Posted on 03/17/2005 4:45:32 PM PST by Pikamax

Janjaweed onslaught forces UN to quit Darfur By David Blair, Africa Correspondent (Filed: 18/03/2005)

Threats of violence forced the United Nations to evacuate large areas of war-torn Darfur yesterday, underlining Sudan's failure to curb the notorious janjaweed militia.

UN aid workers helping desperate refugees were withdrawn from outlying areas of Western Darfur province and brought to the safety of the local capital, El Geneina.

Gunmen from the janjaweed, which translates as "demons on horseback", have issued new threats to aid workers and food convoys.

The janjaweed, who have mounted a brutal campaign against Darfur's black African tribes, were the subject of a special UN resolution passed last July.

The mandatory resolution demanded that the janjaweed be brought under control by last Sept 1. Yet more than six months later their threats have obliged the UN to remove its staff.

"The janjaweed militia have said that they will now target all foreigners and all UN humanitarian convoys, so we have withdrawn all people to El Geneina," said Jan Pronk, the UN's envoy in Sudan.

Some 44 staff have been moved so far and will now stay in El Geneina, the only area of Western Darfur considered safe, until further notice.

The UN and other agencies took the drastic action after janjaweed gunmen waylaid UN lorries delivering aid to Darfur's refugee camps. Their Sudanese drivers were told that all foreigners would now be targeted.

Mr Pronk suggested that the renewed threat might be linked to an order from the provincial governor for the janjaweed to return vehicles given to them by the regime last year.

The Khartoum government has always denied supporting the janjaweed and President Omar al-Bashir has repeatedly called them "bandits".

But a UN investigation concluded that the regime had armed and supplied the janjaweed in order to carry out a brutal counter-insurgency campaign, involving countless attacks on the black African tribes accused of backing Darfur's rebels.
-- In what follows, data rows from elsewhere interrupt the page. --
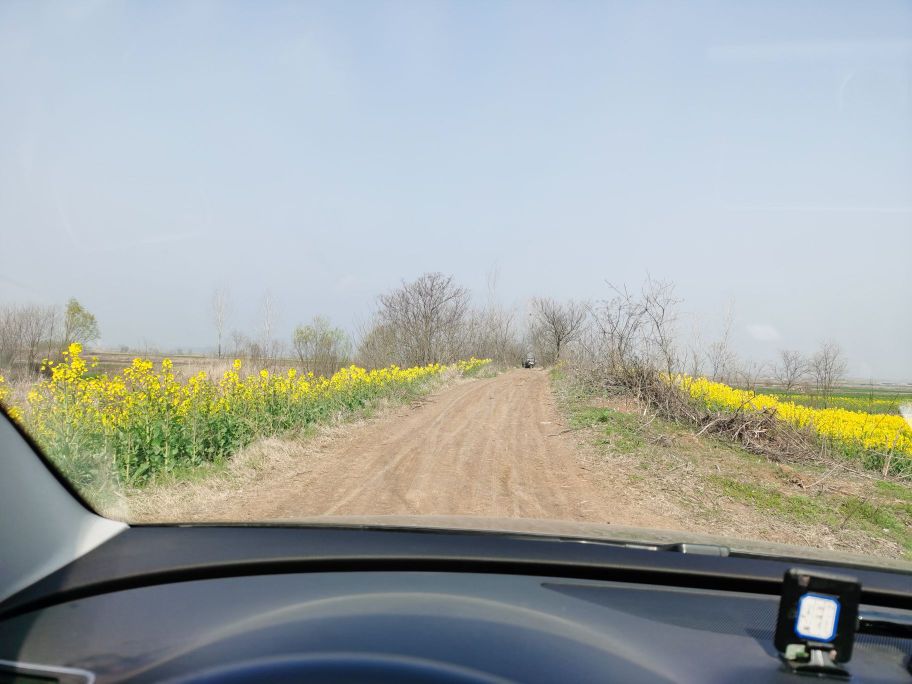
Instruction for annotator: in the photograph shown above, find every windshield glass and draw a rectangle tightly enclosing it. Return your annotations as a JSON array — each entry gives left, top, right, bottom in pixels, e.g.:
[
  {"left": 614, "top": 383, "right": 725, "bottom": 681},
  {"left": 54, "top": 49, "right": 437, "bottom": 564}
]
[{"left": 0, "top": 0, "right": 912, "bottom": 562}]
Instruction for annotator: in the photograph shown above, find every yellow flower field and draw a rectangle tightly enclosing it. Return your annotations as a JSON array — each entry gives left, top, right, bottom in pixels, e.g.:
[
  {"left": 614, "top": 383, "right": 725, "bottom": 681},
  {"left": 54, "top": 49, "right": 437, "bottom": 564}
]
[
  {"left": 674, "top": 375, "right": 912, "bottom": 472},
  {"left": 0, "top": 344, "right": 490, "bottom": 484}
]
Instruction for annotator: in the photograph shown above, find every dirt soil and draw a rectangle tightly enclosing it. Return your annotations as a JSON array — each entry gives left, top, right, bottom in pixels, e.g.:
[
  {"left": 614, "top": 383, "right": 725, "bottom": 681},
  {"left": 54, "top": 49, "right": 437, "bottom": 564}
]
[
  {"left": 132, "top": 369, "right": 680, "bottom": 528},
  {"left": 132, "top": 369, "right": 903, "bottom": 558}
]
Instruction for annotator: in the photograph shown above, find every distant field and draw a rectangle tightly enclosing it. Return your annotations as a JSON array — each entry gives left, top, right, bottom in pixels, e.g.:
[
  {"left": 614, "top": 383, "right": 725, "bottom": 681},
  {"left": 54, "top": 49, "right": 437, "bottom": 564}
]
[{"left": 756, "top": 386, "right": 912, "bottom": 415}]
In two years of fighting, about two million people have been forced to flee their villages for squalid refugee camps, with 200,000 pouring over the border into neighbouring Chad.

War-induced starvation and disease have killed at least 180,000 people, with tens of thousands more dying at the hands of rebels from the Sudan Liberation Army, the janjaweed, or government forces.

All sides have broken a ceasefire agreed last April. A second UN resolution passed last September held out the prospect of imposing oil sanctions on Sudan unless the violence ended. But China has large interests in Sudan's oil industry, which produces 345,000 barrels every day, and has pledged to block any embargo.

The only outside forces present in Darfur are about 3,000 African troops protecting military observers from the African Union, an alliance of all 53 countries on the continent. They have neither the training nor the numbers nor the mandate to protect civilians.

The latest fighting in Western Darfur claimed about nine lives on Wednesday. Rebels accused government forces of attacking two villages in the Jabel Moun area.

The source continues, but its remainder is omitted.